I work for a much smaller company, and the COVID rules are all in place, one way systems etc., but if they were as strictly enforced as the paperwork implies, half the staff would be in disciplinary proceedings by now, if not sacked. Most people treat the rules as guidance and bend or break them everyday simply because it easier and most people are using common sense. One way corridor? No one else in sight so use it in the wrong direction because it take 3-4 times longer to go the "proper" way.

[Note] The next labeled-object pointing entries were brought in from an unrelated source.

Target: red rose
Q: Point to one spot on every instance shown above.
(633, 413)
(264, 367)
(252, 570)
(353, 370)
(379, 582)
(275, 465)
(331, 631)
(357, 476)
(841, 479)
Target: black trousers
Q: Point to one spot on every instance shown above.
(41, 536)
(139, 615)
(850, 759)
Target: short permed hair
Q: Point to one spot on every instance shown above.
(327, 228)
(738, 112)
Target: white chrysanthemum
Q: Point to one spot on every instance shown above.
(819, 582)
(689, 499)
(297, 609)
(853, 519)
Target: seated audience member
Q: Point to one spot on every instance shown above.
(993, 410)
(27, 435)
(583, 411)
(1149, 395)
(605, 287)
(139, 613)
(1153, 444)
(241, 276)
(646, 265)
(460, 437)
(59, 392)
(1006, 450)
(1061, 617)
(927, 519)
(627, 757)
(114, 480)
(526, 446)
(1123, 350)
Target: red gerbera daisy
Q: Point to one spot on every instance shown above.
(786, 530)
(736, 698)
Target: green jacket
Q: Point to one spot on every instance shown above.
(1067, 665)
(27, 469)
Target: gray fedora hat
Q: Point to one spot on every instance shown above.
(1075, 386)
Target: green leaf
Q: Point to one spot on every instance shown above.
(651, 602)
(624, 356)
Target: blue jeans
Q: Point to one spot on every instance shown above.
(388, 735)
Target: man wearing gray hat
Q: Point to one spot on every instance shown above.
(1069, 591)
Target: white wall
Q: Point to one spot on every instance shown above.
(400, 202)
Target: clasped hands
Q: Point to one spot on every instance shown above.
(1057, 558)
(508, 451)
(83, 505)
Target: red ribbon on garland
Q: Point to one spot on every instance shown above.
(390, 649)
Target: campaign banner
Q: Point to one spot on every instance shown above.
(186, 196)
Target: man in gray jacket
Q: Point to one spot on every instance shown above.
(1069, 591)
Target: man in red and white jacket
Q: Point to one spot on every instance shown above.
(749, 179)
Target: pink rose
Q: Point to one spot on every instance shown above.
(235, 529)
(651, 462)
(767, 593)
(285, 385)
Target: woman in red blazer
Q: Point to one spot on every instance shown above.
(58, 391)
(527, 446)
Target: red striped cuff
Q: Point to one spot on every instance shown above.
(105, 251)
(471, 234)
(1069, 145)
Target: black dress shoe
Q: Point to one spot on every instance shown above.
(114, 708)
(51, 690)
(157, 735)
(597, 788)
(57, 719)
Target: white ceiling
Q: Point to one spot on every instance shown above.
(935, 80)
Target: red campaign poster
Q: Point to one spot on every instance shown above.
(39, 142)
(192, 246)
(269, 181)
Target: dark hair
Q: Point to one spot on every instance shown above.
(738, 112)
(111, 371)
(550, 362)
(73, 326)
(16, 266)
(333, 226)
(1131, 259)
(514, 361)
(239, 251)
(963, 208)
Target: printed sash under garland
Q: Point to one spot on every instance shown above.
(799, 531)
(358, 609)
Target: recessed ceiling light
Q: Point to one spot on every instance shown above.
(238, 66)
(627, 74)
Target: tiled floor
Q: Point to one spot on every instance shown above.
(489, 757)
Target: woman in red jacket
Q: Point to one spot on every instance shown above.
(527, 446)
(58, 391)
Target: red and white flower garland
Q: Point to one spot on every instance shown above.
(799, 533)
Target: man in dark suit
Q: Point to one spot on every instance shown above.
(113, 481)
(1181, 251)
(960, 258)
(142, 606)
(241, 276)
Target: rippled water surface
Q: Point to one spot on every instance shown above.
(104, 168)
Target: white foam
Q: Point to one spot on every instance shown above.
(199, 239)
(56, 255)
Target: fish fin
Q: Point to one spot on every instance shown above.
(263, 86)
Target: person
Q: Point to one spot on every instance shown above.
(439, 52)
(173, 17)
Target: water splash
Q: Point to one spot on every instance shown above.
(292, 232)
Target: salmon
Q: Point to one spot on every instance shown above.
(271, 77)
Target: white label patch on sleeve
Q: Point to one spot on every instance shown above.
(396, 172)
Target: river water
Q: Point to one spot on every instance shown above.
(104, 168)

They have handled things terribly in the UK too. Changing one way systems constantly and not giving us enough prior notice of changes. We have also seem to have mostly white guys as Social Distancing Ambassadors, and they're allowing black people to consistently flout the distancing, because they're shit scared of being called racist if they call it out. Yet the BAME community are more at risk of catching COVID.....
Anon, for obvious reasons....
All other complaints of Amazon's actions aside, Smalls was being paid by Amazon to stay home and quarantine after possible covid exposure and yet during that time while he was still on the clock he decided to come to the warehouse and protest. THAT is why he got fired, and THAT is why he lost his labor board case.
For a different department of the state to come in and demand that he be rehired and given back pay and bonuses for defrauding the company is just ridiculous, and for that reason alone it would appear that Amazon is in the right on this one -- and I say this as someone who HATES Amazon and what they stand for, such as their corporate support for antisemitism, the way that they sell counterfeit goods and go to great pains to protect those sellers while screwing over the legitimate ones, their treatment of employees in general, etc.
I tried to organise a family boycott of Amazon after a distant relative suicided due to working there. Even his close relatives said, "It's just too convenient".
I've started taking alternative action. I ordered £2 of catnip on my mum's account. I don't know how much the catnip cost them, but I know the delivery cost them more than £2. Where you can, order your deliveries item by item.